By combining the Fourier transform, FCM, and Kalman filter, the proposed RSSI filtering mechanism generates the stable current RSSI value for the fingerprint to estimate the distance accurately during indoor positioning.
The rest of this paper is organized as follows. The related works are reviewed in
Section 2.
Section 3 shows FFK’s detailed design.
Section 4 shows FFK’s effectiveness through realistic experiments.

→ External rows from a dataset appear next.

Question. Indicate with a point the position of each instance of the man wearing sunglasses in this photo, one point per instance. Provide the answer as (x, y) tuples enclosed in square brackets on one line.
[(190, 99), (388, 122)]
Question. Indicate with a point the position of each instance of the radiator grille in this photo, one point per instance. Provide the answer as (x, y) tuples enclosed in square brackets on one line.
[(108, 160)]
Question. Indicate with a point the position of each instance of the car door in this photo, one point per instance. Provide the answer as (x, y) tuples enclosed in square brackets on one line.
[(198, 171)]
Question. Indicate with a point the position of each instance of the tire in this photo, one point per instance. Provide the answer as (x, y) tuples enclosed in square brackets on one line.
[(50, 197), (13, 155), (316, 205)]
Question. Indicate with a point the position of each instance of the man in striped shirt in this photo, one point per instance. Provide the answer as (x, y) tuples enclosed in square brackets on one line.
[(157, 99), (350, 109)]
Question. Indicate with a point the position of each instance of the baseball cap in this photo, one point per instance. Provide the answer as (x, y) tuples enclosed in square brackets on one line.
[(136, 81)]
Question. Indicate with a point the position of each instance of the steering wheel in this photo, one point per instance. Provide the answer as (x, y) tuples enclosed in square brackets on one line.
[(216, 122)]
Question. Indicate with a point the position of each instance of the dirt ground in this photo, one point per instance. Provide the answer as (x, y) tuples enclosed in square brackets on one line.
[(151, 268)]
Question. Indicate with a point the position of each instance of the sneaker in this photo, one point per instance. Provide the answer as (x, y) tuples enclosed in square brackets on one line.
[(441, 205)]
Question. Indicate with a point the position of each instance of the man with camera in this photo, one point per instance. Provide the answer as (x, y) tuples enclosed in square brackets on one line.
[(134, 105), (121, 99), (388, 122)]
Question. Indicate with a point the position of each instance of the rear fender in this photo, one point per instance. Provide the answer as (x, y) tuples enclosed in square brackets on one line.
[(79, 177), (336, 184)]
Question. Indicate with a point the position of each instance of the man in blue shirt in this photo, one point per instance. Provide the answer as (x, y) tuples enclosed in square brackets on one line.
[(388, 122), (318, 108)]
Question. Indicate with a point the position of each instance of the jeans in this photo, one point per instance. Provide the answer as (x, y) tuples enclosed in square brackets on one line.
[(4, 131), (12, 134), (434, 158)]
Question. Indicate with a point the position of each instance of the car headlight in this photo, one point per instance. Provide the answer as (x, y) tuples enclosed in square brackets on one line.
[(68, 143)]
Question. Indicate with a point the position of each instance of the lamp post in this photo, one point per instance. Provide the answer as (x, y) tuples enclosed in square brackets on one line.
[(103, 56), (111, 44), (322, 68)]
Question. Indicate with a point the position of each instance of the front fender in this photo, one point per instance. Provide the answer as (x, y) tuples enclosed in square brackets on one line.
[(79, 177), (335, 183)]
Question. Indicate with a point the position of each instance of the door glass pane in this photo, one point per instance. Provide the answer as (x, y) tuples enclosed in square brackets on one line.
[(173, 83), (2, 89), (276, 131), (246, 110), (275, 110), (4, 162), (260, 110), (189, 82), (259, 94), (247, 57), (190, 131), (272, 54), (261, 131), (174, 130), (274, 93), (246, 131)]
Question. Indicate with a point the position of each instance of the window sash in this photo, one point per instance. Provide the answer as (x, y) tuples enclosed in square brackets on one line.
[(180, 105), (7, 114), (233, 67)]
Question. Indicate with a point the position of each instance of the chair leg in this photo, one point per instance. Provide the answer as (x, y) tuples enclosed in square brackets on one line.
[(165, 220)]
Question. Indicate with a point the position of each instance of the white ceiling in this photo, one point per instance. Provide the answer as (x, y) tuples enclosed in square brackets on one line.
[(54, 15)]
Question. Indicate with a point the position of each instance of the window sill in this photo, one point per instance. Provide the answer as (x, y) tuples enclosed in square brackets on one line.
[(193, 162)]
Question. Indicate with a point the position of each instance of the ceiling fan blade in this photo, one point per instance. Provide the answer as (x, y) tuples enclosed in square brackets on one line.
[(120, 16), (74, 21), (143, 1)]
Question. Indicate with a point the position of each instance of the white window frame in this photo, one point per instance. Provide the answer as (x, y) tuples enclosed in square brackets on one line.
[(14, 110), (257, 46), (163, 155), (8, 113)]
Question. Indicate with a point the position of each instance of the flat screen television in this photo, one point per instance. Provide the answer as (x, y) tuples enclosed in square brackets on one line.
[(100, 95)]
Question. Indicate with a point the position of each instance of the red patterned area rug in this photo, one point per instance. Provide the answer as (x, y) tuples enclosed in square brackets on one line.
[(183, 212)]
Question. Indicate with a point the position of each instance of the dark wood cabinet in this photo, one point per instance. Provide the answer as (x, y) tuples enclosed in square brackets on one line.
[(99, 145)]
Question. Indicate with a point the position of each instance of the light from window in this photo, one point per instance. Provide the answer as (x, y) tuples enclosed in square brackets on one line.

Section 5 concludes the work.
2. Related Works
Indoor positioning is utilized by many IoT applications. For example, BLE is used to establish an RSSI fingerprint for occupancy estimation for indoor emergency management [
2]. IoT-based occupancy-driven plug load management system is implemented as non-intrusive intelligent indoor positioning [
3]. The heating, ventilation, and air conditioning system is implemented by indoor positioning with the existing wireless infrastructure [
4]. The point of interest data service is deliverable by indoor positioning techniques as its fundamental service [
5]. Indoor positioning also delivers occupancy prediction for occupancy-related data services [
6]. Thus, indoor positioning is an essential service for many IoT applications.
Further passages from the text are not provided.